Now that we’re deep into election season, you can’t escape politics – even at work.
If politics caused problems in your workplace in the build-up to the Brexit referendum, you’re probably rightly concerned about a repeat as the general election nears.
Sure, most politics talk is harmless enough, but what about employees handing out political leaflets or draping their desks in their party’s colours?
Is it smarter to ban election talk at work entirely, or try to set boundaries? Let’s look at both sides.
Yes, Ban Election Talk: The Office Isn’t the Place for Politics
Politics isn’t just another water cooler conversation topic. In fact, research shows it’s one of the most awkward conversation topics for British workers.
And it can be incredibly divisive. That’s especially true given the current political climate in the UK – in many cases, we’re split down the Brexit Remain-Leave line. There’s little room for nuance, given that each side of the debate seems unable to compromise on their views.
What that means is that discussions about politics can quickly become heated if there’s any disagreement. Off-the-cuff remarks can trigger full-blown arguments, which might lead to permanent divides in the office. If you can’t trust your staff to keep it civil, it’s preferable to ask employees not to talk about politics at all.

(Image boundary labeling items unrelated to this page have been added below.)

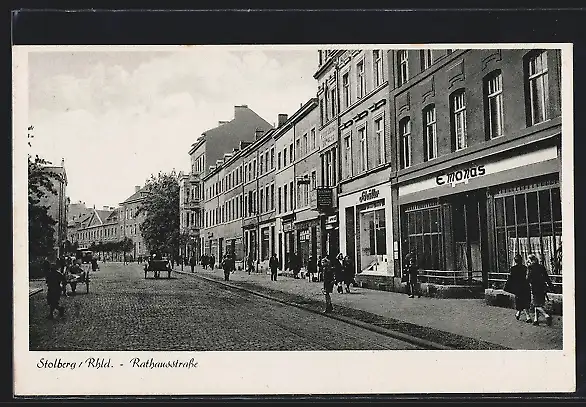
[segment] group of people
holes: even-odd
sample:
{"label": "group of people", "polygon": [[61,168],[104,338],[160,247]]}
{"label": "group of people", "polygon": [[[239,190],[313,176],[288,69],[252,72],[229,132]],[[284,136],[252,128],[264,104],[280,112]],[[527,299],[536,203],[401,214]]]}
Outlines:
{"label": "group of people", "polygon": [[[523,264],[523,258],[515,255],[515,264],[509,271],[509,277],[504,290],[515,296],[515,318],[519,319],[521,313],[525,313],[525,321],[533,325],[539,325],[539,314],[545,318],[547,325],[551,325],[552,317],[545,311],[545,302],[548,291],[553,291],[553,284],[547,270],[541,264],[536,255],[527,256],[527,266]],[[533,319],[530,309],[533,308]]]}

There’s also the matter of isolation. If your office is dominated by a certain political slant, those employees that do disagree may choose to stay quiet instead of triggering a debate. This will only isolate those employees. They’ll feel like outsiders. You’ll also be encouraging a culture that is intolerant of diverse views.
Finally, there’s a chance that customers and clients will overhear your employees talking politics. You don’t need us to tell you why that could end in disaster.
No, There’s No Need to Ban It
Let’s start with the pragmatic argument: there’s simply no practical way to ban a topic of conversation in the workplace.
Politics is such a hot topic precisely because it impacts our lives so significantly – particularly at the moment. Preventing staff from discussing politics at work is like telling staff they can’t talk about their families. It’s not feasible.
Although there’s no arguing that political arguments aren’t good for office morale, civil discussions on politics can actually be constructive. Employees might actually learn something from these conversations, and build a rapport with colleagues who share their views – and perhaps even those employees who they disagree with!
If employees can learn to handle political discussions in a respectful, diplomatic manner, they can apply this technique to future difficult work-related discussions.
Lastly, if you pride your office on its open, welcoming atmosphere, then banning politics talk is a huge contradiction. The better approach is to only take action against election discussions when things turn sour.
Election Talk at Work: A Survival Guide
Of course, most offices will take a stance somewhere in between; setting boundaries on political discussion either in a workplace policy or informally. Here are some basic guidelines you should try to follow:
- Be neutral. This should go without saying, but it can be incredibly difficult for managers to remain politically neutral during election season.
- Allow staff to express political opinions, but not to attack the opinions of others. This’ll keep political discussions civil and encourage your employees to constructively criticise arguments instead of resorting to insults.
- Create a Slack/HipChat channel for politics talk. If you use a team chat platform, this is the perfect place to let your politically minded employees hold fearsome debates without bothering staff who aren’t interested.
- Encourage employees to agree to disagree. We’re all stubborn about politics – tell staff that you expect them to agree to disagree instead of elongating arguments until the cleaner kicks them out the office at 7 pm.
- Don’t allow employees to hand out political leaflets. Again, don’t let your political employees bother the uninterested by dishing out leaflets and posters. It isn’t appropriate for work.
- Warn employees about politics talk on social media. Asking staff to include the phrase ‘all opinions my own’ or similar in their Twitter profile doesn’t really achieve much. If they’re Tweeting from personal accounts, they can share and write what they like – but expressing extreme political views in a public setting is only likely to land them in trouble.
- On the day after the election, don’t let staff on the ‘winning side’ boast about their ‘victory’. Accept that some employees will be feeling miserable after the result. In this instance, it may be best to make the office a politics-free zone for the day.
The extent to which you restrict politics discussion at work will depend on your office culture. Even if you’re confident that everyone in your team or office has similar political views, by dismissing the other ‘side’ too aggressively you risk isolating employees who’ve kept their differing views to themselves.
Overall, try to minimise political distractions at work. You may not be able to feasibly ‘ban’ talk of this year’s general election, but you can set some boundaries.